Figure 1 Scan of the SDS PAGE containing the marker (M), PageRuler Prestained ProteinLadder (Thermoscientific) and the harvested cells after (1) and before induction (2) with IPTG

Exemplarily the overexpression of degradation enzyme Acetyl Esterase fused to a linker binding the SH3 domain of the protein scaffold is shown.

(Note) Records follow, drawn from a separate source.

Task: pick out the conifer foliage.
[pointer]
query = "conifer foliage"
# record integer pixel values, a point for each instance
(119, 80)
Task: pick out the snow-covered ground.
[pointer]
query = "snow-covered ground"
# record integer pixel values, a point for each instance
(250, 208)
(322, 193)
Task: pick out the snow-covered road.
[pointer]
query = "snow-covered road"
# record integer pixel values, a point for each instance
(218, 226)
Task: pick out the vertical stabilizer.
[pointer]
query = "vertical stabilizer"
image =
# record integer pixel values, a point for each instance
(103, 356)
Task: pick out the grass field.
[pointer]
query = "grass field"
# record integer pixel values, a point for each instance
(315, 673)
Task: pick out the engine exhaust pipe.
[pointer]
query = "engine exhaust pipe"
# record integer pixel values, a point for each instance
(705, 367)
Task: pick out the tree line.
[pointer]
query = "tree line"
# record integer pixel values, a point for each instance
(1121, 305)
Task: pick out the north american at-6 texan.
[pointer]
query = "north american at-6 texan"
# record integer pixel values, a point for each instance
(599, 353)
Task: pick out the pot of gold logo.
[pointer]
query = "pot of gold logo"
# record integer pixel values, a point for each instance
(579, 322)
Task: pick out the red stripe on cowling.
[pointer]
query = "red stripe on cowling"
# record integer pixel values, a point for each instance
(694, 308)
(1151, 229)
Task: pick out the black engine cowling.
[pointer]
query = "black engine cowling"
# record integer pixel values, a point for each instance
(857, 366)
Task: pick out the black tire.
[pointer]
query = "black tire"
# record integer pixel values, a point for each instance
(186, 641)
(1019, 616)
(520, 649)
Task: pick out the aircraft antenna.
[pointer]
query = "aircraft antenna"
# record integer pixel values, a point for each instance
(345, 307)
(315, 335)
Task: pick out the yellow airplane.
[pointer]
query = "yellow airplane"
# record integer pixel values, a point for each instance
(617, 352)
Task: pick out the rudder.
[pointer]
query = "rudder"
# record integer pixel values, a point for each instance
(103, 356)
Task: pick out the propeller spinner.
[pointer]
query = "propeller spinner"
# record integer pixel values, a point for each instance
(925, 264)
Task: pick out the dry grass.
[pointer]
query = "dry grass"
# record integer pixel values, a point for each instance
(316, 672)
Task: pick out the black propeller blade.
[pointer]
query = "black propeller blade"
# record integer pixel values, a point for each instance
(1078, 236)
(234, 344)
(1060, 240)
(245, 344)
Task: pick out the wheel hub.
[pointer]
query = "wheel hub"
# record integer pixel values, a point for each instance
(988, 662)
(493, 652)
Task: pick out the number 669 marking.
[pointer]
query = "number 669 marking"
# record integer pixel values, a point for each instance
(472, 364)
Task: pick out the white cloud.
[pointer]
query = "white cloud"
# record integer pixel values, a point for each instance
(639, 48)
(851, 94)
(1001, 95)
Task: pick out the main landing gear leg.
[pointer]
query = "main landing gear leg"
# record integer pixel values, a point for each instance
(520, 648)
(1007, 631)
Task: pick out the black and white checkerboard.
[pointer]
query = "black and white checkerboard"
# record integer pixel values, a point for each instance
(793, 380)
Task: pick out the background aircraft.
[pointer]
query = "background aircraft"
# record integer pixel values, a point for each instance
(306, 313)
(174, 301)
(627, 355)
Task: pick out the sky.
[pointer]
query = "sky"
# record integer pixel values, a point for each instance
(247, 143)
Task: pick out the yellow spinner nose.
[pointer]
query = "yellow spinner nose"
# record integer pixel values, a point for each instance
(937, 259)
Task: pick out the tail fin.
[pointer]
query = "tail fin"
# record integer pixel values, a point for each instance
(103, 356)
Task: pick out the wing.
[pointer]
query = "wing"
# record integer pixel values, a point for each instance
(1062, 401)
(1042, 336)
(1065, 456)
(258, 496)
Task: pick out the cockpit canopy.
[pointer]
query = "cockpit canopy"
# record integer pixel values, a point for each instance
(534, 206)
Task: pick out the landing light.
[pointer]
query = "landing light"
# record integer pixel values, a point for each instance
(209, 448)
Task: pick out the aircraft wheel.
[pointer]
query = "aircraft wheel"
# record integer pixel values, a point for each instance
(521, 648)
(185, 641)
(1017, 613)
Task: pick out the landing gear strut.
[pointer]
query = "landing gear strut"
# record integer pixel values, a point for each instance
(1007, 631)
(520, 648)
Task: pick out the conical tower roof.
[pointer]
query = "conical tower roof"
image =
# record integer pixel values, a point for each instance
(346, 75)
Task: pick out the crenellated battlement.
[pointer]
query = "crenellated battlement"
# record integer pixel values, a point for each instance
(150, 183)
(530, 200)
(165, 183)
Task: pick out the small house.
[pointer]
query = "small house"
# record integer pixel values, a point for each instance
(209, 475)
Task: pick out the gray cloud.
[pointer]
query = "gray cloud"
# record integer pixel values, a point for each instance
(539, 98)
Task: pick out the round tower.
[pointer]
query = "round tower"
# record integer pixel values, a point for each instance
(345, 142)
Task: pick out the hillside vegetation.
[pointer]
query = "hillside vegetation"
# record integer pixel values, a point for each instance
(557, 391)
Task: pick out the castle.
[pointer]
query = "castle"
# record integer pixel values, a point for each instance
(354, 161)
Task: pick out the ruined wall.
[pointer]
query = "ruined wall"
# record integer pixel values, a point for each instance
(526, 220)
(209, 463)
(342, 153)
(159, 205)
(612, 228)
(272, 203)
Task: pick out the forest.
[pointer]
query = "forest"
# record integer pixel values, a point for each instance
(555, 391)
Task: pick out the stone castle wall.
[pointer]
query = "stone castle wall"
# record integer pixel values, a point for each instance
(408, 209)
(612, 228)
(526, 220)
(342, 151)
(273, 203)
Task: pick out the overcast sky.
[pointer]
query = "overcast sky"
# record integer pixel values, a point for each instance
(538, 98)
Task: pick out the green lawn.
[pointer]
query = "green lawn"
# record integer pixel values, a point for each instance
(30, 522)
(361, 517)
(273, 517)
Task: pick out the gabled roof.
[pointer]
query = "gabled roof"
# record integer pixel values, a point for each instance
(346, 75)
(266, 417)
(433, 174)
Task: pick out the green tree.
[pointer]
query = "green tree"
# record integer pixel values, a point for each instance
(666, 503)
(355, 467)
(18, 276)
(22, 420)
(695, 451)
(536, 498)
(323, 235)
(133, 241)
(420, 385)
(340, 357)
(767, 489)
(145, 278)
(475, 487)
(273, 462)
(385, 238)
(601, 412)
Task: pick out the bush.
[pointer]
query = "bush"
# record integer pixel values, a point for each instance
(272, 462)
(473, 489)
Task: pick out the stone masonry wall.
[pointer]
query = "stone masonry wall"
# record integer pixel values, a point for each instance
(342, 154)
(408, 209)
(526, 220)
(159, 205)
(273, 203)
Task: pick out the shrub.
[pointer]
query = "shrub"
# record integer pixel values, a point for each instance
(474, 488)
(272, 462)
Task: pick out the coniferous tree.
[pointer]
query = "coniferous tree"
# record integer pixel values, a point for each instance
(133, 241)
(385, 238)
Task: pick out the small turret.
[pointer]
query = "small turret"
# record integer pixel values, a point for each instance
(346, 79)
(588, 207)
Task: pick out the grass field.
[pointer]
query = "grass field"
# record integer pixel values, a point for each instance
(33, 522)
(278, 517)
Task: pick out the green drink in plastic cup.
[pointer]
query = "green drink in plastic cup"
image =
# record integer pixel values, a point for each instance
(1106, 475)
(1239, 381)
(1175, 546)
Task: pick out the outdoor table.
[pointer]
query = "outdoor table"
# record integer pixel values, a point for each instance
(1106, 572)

Figure 2 Scan of the SDS PAGE containing the marker (M), PageRuler Prestained ProteinLadder (Thermoscientific) and the harvested cells after (1) and before induction (2) with IPTG


  1. Sixta, Herbert, ed. (2006). Handbook of pulp 1. Weinheim, Germany: Wiley-VCH Verlag GmbH & Co. KGaA. pp. 28–30
  2. M.G. Paice, R. Bourbonnais, M. Desrochers, L. Jurasek, M. Yaguchi, A xylanase gene from Bacillus subtilis: nucleotide sequence and comparison with B. pumilus gene. Arch. Microbiol., 144, 201-206(1986)
  3. R1 Peist, A Koch, P Bolek, S Sewitz, T Kolbus, W Boos, Characterization of the aes gene of Escherichia coli encoding an enzyme with esterase activity. J Bacteriol. 1997, 179:7679-7686.
  4. J. Zhou, L. Bao, L. Chang, Y. Zhou and H. Lu, Biochemical and kinetic characterization of GH43 beta-D-xylosidase/alpha-L-arabinofuranosidase and GH30 alpha-L-arabinofuranosidase/beta-D -xylosidase from rumen metagenome. J. Ind. Microbiol. Biotechnol. 39, 143-152 (2012)
  5. R. R. Naik, L. L. Brott, S. J. Clarson, M. O. Stone, Silica-precipitating peptides isolated from a combinatorial phage display peptide library. J Nanosci Nanotechnol 2, 95-100 (2002).
  6. R. J. Conrado et al., DNA-guided assembly of biosynthetic pathways promotes improved catalytic efficiency. Nucleic Acids Res 40, 1879-1889 (2012).
  7. J. E. Dueber et al., Synthetic protein scaffolds provide modular control over metabolic flux. Nat Biotechnol 27, 753-759 (2009).